Furthermore, following these unfavourable findings, the Commonwealth Bank on the next available business day after the Christmas break being Monday 29 December 2008 issued notices of demand to Storm Financial calling up Storm's entire commercial facilities. The ultimate consequence of the banks demands was to force Storm Financial into administration on 9 January 2009 'coincidentally' being the date that Justice Greenwood had set the matter down for mention for the purpose of setting a trial date with the Commonwealth Bank being the defendant. Storm being forced into administration by the Commonwealth Bank had the desirable outcome that the bank avoided trial.

On 12 December 2008, the Australian Securities & Investments Commission began investigation of Storm Financial's margin lending and related advice. Storm Financial was placed in administration in January 2009. The company had A$88 million in debts at the time.

The company was placed in liquidation by a Federal Court decision on 26 March 2009, putting asset recovery in the hands of liquidators Worrells Solvency and Forensic Accountants.

Investors in Storm Financial were expected to face large losses, possibly getting none of their funds back. Many of Storm Financial's clients were expected to face economic hardship; a survey of one group of 400 clients indicated two thirds would be unable to purchase a home after the forced sale of their existing house. The Commonwealth Bank held about 30 per cent of the loan business when it collapsed.
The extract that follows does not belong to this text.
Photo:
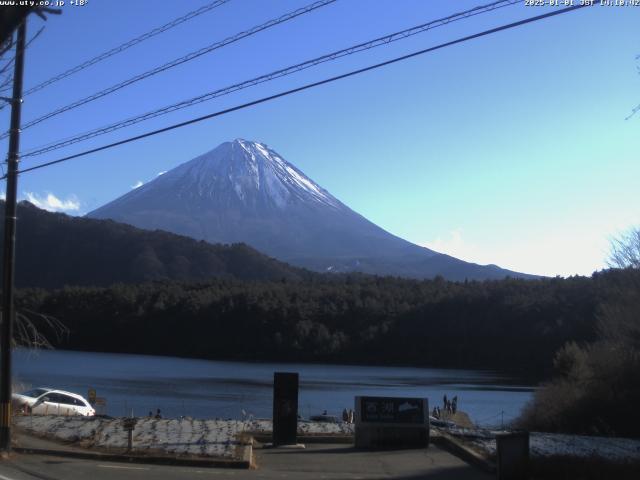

High-profile victims of the collapse include Australian cricketer Andrew Symonds, estimated to have lost approximately A$1.5 million in the company's failure. Former professional rugby league footballer Wally Fullerton Smith, an advisor working with Storm, lost his home and business.

==Inquiry==
In 2009, the Parliamentary Joint Committee on Corporations and Financial Services conducted an inquiry into the collapse of Storm Financial and Opes Prime, as well as consideration of broader financial planning and governance issues. It released its report—Inquiry into Financial Products and Services in Australia—in November 2009. The report made 11 recommendations including increasing the powers of the regulator but did not recommend banning commissions. Storm Investors Consumer Action Group, which represents many of the victims of the company's collapse, blamed poor banking practices for the collapse and were disappointed that the inquiry did not bring bankers to task for their mismanagement.

==Government response==
In April 2010, the Minister for Financial Services, Chris Bowen, announced the Government's response to the inquiry. He set out a range of reforms including, notably, going further than the Inquiry recommendations by banning commissions for financial planners giving advice on retail investment products including superannuation, managed investments and margin loans. Other reforms included instituting a statutory fiduciary duty so that financial advisers must act in the best interests of their clients, and increasing the powers of the corporate regulator; the Australian Securities & Investments Commission. The reforms were partially a response to the Joint Committee's Inquiry, but also reflected global concerns with financial governance following the 2008 financial crisis. The reforms are due to be fully implemented on 1 July 2012.

==Class-action lawsuits==

In July 2010, Sydney-based lawyer Stewart Levitt of law firm Levitt Robinson filed a class-action lawsuit against the Commonwealth Bank of Australia alleging that, in its dealings with Storm Financial's investors, the bank's subsidiary Colonial First State was running an illegal unregistered Managed Investment Scheme and had engaged in misleading and deceptive trade conduct. This class action caused many complaints by clients of the law firm Levitt Robinson, since the bank had made the same offer three years prior with Levitt’s law firm believing to have charged $10 million in fees and disbursements.

This was followed by a series of other class actions on behalf of Storm Financial investors against several other Australian banks, including ANZ, Westpac, Bankwest, and most notably, Macquarie Bank—which, in March 2013, settled the lawsuit brought by investors advised by Storm Financial and who had Macquarie margin loan facilities for $82.5 million.